Ceci dit, je rencontre de plus en plus de jeunes étudiants pour lesquels l’histoire n’a plus du tout le même rôle dans leur constitution identitaire que celui qui a été le nôtre pendant des générations. C’est un changement de paradigme qui dépasse largement l’université, et qui se remarque dans l’enseignement de l’histoire à partir de l’école primaire. Nous sommes passés d’un modèle de grande narration linéaire, lacunaire et eurocentrée — des Babyloniens à la Seconde Guerre mondiale — à des méthodologies d’enseignement de l’histoire par fragments et par projets. Dès le primaire, on se concentre sur des épisodes extrêmement ponctuels, extrêmement spécifiques, mais sans la vision d’ensemble, chronologique ou autre, qui faisait que quelqu’un qui étudiait la Seconde Guerre mondiale savait plus ou moins qu’elle avait été précédée par une Première Guerre mondiale. C’est le schéma pédagogique dominant auquel est aussi confrontée l’histoire de l’architecture. Cette approche fragmentaire est bien évidemment compensée par un accès aux sources inimaginable il y a encore 15 ans. Aujourd’hui quelques clics en ligne suffisent pour combler la moindre demande, en rendant disponibles des quantités de matériel d’archive. La numérisation des archives bouleverse notre relation au passé. Dans son ouvrage Retromania, le critique musical Simon Reynolds analyse très bien cette transition des archives et bibliothèques analogiques, avec des limitations d’espace au numérique qui semble infini. Ce qui fait défaut, c’est la narration englobante qui va coudre toutes ces séquences spécifiques de savoir, et surtout les relations de causalité et de corrélation.

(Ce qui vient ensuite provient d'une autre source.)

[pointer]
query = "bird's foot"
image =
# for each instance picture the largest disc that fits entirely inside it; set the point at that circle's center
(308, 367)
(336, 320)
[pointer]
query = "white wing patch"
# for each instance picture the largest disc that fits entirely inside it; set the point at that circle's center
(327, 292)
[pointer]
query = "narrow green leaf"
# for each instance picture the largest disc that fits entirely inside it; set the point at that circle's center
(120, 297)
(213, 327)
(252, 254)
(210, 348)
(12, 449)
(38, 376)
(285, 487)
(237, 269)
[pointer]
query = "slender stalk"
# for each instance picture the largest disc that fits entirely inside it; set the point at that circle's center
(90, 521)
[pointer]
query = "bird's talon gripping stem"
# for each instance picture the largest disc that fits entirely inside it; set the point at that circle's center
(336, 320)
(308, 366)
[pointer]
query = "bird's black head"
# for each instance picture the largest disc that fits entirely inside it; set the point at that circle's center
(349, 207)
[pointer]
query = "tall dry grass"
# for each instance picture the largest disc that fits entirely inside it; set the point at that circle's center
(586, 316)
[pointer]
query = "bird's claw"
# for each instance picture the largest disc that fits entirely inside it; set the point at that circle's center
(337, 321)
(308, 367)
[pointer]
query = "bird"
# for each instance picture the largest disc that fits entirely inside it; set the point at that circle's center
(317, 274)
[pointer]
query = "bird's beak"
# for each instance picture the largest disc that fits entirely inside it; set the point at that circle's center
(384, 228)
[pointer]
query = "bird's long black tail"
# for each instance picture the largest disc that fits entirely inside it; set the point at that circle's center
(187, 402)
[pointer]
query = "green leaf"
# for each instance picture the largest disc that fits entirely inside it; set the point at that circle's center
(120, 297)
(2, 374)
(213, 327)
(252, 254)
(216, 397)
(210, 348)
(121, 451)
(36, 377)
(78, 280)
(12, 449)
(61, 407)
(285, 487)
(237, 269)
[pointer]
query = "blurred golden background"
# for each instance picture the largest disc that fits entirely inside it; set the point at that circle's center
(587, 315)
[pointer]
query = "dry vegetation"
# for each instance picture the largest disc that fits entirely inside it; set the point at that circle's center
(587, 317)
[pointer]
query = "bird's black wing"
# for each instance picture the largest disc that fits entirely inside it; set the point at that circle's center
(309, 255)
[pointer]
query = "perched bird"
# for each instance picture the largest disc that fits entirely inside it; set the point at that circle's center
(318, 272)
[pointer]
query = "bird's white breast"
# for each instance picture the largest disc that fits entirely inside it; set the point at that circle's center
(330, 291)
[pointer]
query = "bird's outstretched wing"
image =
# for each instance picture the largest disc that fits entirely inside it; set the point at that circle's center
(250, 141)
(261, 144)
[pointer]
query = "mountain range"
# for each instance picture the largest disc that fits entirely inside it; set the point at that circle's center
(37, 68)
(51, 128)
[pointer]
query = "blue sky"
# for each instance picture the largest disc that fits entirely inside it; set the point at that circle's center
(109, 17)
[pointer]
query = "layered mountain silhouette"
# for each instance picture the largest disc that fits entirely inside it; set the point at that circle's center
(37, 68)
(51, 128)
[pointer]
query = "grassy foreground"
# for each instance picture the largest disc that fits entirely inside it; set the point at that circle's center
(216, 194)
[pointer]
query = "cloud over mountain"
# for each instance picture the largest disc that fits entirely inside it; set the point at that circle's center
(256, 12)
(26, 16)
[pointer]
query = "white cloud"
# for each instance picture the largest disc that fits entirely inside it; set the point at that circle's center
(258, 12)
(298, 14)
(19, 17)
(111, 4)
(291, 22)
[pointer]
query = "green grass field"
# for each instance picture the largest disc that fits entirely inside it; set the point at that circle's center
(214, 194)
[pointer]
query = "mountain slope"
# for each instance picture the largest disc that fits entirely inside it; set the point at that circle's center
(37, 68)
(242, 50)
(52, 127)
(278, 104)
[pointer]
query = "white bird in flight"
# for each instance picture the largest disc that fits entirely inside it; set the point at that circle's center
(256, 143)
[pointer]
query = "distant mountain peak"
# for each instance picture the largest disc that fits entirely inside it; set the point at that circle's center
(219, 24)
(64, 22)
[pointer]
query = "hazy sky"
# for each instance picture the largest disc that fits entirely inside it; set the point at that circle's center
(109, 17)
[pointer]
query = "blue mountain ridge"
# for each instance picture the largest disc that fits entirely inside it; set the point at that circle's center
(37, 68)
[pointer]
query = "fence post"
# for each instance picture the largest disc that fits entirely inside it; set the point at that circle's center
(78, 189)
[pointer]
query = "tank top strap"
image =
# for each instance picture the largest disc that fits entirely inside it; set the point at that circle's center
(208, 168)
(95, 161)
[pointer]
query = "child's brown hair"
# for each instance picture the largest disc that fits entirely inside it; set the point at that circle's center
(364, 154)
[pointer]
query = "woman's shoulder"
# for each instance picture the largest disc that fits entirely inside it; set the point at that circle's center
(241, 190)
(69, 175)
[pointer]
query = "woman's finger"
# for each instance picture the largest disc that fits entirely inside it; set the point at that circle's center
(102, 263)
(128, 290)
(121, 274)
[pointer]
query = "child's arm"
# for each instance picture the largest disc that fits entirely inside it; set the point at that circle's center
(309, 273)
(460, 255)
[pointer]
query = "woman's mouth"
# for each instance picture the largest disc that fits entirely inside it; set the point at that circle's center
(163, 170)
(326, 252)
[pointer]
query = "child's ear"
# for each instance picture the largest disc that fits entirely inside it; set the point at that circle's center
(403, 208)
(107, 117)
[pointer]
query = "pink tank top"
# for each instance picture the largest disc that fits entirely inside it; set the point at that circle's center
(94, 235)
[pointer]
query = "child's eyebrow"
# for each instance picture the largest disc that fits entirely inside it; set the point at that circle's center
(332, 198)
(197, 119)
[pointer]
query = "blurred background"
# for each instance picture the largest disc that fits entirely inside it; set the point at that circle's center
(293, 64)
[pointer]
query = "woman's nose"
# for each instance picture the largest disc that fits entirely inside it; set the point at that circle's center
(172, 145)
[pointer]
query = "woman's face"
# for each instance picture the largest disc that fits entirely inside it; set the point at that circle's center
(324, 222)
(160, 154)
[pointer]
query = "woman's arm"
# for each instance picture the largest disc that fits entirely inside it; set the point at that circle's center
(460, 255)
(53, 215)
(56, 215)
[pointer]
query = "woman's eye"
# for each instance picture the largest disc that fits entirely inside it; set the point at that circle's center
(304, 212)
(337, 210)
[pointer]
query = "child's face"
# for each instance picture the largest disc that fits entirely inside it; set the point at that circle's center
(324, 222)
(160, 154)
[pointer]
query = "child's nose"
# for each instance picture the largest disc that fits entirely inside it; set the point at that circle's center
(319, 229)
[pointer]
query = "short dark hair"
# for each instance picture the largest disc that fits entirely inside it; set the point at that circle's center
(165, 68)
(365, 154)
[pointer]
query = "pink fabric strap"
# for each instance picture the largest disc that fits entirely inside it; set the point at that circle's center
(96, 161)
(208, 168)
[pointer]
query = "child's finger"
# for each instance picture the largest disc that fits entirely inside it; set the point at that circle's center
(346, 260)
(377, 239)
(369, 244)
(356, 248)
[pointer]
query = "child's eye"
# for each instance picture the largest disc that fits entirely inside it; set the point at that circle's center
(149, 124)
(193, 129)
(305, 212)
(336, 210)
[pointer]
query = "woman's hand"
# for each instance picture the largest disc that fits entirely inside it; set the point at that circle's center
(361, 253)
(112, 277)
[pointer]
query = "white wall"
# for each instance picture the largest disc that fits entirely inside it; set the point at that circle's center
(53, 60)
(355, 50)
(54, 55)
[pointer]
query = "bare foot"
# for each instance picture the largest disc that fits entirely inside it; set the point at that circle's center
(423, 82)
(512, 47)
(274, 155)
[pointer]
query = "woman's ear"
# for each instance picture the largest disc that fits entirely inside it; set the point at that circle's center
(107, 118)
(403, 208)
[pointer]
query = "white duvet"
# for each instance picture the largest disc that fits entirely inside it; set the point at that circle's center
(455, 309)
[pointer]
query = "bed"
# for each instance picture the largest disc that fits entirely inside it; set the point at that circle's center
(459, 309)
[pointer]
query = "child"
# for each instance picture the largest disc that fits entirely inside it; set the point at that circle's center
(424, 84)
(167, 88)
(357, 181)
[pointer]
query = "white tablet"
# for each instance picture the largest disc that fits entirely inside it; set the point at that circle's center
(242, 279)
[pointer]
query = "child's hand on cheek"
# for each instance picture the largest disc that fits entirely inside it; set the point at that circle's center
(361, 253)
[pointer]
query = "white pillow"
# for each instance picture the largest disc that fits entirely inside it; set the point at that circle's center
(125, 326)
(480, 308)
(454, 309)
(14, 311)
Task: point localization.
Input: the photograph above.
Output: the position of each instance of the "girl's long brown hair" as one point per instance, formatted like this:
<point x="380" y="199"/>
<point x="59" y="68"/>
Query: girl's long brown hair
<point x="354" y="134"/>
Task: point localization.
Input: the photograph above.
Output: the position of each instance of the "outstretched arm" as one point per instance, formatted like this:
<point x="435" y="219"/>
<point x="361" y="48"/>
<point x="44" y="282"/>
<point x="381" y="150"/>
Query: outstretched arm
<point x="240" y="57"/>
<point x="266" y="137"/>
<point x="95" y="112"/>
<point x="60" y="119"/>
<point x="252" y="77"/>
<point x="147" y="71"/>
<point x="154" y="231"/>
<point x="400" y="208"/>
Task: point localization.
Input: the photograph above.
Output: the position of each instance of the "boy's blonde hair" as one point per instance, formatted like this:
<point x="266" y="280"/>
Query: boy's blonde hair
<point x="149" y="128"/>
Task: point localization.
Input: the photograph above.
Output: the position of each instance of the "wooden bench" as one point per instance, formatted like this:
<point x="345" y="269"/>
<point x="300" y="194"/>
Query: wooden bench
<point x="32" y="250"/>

Cette tendance s’observe aussi dans l’histoire de l’architecture. Il y a encore quelques professeurs qui tiennent à ce modèle un peu vétuste des grandes narrations. L’alternative convaincante n’a pas encore vu le jour : ce qu’on voit de plus en plus, c’est une approche fondée sur l’extraction d’éléments ponctuels qui peuvent être utiles aux projets, mais qui peinent à fournir de vraies capacités d’analyse. Les étudiants vont pouvoir étudier un projet de Le Corbusier jusqu’au dernier détail, avec le spécialiste du sujet, puis au semestre suivant passer à Tadao Ando, car un autre professeur y trouve la base de son enseignement.